God said to Adam and Eve: “Be fruitful and multiply, and fill the earth and subdue it” (Gen 1:28). He asked our first parents to form a family and to work. He asked our first parents to form two loving communions of persons—one familial communion and one worker communion—in imitation of the love in the trinitarian communion of Persons.
The invitation to form the two human communions is, in a certain sense, logically included in the creation of human persons in God’s image. Since we are like God, we should act like God—i.e., we should love. When we love, we form loving unions with other persons. When God invited us to enter these two communions, He not only confirmed His creative act, but He gave each of us an opportunity to become more and more like Him. Every act a person does is “contained” in his consciousness. Every conscious act shapes us. Consequently, through our conscious acts, we can shape ourselves into more and more perfect images of God or into more and more imperfect images of God. Since we are images of God, we should always try to become more and more like Him through repeated God-like acts. Conversely, repeated ungodly acts shape us more and more into distorted images of God.
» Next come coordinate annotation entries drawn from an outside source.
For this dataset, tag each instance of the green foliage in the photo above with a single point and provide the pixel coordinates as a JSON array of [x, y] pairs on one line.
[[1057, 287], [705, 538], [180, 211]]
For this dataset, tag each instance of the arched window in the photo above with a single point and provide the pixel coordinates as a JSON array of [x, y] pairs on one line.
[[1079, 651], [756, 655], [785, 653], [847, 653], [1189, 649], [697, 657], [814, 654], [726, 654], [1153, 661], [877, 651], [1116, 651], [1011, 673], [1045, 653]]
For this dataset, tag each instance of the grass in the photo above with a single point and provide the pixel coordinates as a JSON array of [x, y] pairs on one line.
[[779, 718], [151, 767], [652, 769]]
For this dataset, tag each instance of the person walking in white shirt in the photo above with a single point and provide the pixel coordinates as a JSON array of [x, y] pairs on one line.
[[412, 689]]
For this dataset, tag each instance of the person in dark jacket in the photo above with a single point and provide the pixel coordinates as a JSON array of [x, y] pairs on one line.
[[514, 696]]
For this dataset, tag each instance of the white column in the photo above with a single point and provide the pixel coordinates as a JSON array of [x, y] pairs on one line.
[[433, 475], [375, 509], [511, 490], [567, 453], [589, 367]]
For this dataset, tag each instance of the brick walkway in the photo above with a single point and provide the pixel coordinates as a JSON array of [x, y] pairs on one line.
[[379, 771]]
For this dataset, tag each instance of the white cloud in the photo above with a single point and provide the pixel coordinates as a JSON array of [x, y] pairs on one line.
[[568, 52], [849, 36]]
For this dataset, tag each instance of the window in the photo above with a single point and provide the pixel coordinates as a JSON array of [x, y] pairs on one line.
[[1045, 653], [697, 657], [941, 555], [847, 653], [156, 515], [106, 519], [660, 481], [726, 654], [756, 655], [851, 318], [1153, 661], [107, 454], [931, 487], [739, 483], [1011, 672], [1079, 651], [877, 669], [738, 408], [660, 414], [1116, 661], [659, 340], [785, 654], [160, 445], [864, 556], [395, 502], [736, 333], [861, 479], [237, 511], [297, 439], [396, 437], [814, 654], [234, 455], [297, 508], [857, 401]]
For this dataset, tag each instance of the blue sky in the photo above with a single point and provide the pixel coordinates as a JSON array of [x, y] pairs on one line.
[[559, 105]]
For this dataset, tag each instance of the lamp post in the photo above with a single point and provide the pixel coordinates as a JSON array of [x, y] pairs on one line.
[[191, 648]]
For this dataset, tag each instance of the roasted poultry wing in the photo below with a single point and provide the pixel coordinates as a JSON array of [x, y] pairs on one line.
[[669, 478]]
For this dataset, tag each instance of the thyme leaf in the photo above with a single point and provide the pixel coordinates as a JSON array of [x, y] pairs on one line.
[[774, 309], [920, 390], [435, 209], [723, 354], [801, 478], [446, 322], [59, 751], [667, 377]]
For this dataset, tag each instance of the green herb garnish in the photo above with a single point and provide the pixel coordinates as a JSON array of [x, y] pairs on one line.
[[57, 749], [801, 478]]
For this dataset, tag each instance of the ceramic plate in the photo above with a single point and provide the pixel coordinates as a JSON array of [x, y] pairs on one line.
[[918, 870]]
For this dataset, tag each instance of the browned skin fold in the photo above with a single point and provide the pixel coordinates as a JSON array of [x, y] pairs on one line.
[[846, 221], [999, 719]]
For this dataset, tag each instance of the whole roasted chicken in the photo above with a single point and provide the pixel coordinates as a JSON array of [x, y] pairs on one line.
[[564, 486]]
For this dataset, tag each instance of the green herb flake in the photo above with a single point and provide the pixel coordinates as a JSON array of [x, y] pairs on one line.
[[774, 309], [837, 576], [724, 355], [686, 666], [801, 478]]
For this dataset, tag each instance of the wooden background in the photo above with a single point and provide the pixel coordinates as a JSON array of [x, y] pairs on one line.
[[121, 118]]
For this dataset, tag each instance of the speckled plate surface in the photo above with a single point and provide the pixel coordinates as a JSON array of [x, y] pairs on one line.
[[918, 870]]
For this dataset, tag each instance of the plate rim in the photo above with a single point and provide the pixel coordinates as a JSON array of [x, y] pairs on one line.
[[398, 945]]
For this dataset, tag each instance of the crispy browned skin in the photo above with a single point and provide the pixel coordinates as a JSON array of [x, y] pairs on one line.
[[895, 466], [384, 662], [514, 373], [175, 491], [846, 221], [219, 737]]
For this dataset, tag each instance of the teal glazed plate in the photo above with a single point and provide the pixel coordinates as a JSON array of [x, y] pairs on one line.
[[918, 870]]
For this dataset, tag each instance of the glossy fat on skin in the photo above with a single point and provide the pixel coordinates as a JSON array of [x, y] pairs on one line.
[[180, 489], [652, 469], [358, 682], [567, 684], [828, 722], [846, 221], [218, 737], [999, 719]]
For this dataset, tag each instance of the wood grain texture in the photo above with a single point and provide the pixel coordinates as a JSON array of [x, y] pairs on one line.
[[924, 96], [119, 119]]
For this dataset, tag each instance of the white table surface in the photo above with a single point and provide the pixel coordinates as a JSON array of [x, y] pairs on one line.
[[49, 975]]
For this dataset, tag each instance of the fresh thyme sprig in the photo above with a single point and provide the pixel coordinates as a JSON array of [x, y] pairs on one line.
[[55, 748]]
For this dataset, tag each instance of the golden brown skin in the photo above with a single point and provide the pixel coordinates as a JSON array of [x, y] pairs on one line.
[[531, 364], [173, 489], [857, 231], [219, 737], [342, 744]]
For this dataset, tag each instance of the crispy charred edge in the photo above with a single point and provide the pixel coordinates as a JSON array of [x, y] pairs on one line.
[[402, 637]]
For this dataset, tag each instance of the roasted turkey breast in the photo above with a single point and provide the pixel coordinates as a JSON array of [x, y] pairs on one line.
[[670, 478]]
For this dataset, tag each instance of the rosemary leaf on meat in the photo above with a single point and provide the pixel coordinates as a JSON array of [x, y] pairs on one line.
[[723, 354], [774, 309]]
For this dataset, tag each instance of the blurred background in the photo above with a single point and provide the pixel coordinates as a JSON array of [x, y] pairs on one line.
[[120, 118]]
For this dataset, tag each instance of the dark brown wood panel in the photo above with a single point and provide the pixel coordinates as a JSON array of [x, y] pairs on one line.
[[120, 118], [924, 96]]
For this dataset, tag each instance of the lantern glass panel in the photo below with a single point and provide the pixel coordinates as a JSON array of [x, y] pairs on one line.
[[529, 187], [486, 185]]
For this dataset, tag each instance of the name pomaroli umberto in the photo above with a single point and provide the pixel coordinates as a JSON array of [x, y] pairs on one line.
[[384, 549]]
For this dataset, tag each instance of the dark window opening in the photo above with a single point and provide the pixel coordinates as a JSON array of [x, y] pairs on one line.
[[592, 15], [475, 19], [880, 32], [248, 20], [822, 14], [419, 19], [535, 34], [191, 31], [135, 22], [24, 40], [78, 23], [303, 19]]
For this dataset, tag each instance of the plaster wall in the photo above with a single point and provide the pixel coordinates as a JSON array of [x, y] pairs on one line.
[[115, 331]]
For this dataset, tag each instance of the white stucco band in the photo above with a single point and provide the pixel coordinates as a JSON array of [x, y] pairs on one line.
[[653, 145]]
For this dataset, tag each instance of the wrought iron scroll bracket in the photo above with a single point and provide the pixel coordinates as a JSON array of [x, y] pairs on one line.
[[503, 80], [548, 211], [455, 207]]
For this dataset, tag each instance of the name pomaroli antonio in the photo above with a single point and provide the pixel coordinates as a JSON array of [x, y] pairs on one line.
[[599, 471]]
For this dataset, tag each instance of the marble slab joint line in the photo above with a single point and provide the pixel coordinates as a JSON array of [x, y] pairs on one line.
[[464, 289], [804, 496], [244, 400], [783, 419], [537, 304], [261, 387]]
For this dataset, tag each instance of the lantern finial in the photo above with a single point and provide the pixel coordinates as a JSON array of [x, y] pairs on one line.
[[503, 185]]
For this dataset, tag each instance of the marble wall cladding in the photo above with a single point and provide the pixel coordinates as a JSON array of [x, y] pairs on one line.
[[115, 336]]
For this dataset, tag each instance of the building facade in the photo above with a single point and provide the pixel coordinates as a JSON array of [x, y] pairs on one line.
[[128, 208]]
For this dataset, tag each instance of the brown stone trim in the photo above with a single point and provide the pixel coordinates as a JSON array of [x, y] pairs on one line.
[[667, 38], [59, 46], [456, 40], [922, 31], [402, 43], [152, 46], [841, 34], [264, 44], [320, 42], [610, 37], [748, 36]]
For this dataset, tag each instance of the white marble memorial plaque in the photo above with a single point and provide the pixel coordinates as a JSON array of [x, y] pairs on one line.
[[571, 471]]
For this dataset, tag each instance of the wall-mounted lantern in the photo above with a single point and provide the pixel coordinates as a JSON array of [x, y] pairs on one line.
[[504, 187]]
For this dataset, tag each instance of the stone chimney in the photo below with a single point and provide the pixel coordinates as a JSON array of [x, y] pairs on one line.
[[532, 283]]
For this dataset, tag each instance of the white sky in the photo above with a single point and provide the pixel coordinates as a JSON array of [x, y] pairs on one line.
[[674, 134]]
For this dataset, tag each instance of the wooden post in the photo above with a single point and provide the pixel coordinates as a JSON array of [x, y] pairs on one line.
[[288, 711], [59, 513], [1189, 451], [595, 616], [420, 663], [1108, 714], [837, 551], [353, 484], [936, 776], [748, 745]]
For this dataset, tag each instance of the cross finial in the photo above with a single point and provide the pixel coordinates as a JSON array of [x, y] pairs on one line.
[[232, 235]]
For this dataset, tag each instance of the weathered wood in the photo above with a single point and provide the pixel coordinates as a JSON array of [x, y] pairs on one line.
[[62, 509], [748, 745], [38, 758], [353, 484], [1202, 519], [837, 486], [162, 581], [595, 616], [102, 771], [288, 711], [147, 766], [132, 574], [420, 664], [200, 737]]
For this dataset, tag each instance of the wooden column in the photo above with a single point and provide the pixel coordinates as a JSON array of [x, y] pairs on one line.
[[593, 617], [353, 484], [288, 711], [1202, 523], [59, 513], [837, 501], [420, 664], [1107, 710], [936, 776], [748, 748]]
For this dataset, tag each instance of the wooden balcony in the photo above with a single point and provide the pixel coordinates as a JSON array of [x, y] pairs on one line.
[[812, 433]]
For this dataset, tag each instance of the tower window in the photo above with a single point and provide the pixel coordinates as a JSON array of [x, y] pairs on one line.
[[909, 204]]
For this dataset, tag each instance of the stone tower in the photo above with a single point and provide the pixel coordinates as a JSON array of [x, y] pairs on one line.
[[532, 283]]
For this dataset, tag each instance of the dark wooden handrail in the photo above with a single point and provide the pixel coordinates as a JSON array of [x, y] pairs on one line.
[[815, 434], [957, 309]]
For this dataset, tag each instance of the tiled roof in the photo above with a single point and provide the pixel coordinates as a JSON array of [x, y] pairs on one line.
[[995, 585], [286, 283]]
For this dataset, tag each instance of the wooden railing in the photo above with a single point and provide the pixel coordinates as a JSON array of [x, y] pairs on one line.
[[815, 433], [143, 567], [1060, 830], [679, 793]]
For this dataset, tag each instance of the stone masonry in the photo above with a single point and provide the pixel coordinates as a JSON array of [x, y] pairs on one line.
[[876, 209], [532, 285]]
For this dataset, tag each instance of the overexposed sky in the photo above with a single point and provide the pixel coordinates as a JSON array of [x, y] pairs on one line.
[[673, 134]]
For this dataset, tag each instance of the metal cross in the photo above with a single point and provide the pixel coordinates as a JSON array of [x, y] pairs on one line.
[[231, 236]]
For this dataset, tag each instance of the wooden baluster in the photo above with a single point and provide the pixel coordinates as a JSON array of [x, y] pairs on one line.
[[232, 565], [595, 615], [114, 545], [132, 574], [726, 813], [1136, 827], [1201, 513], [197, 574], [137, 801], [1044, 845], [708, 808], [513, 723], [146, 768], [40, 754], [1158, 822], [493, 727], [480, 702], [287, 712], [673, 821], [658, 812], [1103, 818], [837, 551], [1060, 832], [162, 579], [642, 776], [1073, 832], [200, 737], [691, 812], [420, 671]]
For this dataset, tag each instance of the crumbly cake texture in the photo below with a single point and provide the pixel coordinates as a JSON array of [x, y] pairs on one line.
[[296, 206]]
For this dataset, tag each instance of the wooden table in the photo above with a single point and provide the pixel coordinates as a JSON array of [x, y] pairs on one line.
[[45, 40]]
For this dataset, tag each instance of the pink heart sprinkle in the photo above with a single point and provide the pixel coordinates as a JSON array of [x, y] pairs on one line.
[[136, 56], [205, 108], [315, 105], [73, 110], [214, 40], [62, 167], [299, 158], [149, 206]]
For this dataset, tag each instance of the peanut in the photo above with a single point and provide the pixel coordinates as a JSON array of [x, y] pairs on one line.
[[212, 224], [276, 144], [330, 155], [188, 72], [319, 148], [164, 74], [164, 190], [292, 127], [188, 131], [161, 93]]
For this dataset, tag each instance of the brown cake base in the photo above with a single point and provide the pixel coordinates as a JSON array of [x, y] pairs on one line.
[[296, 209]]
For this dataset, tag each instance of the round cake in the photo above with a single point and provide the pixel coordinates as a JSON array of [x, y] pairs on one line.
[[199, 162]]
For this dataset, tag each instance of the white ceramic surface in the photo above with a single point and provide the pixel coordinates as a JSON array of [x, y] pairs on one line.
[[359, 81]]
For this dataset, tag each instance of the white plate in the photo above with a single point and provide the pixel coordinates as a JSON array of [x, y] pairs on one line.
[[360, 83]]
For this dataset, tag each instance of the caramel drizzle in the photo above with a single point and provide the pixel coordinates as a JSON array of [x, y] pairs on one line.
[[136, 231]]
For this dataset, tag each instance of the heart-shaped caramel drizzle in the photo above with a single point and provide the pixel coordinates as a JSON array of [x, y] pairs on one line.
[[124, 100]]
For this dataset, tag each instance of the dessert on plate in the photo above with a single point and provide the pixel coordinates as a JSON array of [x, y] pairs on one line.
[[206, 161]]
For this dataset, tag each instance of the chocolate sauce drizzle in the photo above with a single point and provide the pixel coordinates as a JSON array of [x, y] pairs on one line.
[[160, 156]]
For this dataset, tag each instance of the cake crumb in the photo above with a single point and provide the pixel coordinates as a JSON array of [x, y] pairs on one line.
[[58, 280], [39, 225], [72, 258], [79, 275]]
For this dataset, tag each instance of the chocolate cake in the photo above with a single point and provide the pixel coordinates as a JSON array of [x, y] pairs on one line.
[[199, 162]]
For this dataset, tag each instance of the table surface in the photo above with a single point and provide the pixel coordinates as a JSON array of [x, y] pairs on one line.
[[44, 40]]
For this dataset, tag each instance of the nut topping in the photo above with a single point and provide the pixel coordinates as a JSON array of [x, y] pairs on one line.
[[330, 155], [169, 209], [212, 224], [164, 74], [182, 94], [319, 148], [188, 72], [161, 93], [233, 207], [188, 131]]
The invitation to form the two communions of love—i.e., to imitate God by loving in the family and in the workplace, is an invitation to shape ourselves more and more into images of God. In other words, by acting as God acts, we become more and more what we already are: images of God. It is this concept that allowed Pope St. John Paul II to ask families to “become what you are” (Familiaris Consortio, 17).
Of course, the familial communion is more fundamental. The familial communion mirrors the divine communion more profoundly than the communion of workers. The familial communion imitates the trinitarian communion more closely in the limitless self-gift. In the family, as in the Trinity, each member gives all that he or she is, while each person in the worker communion gives all that he or she has.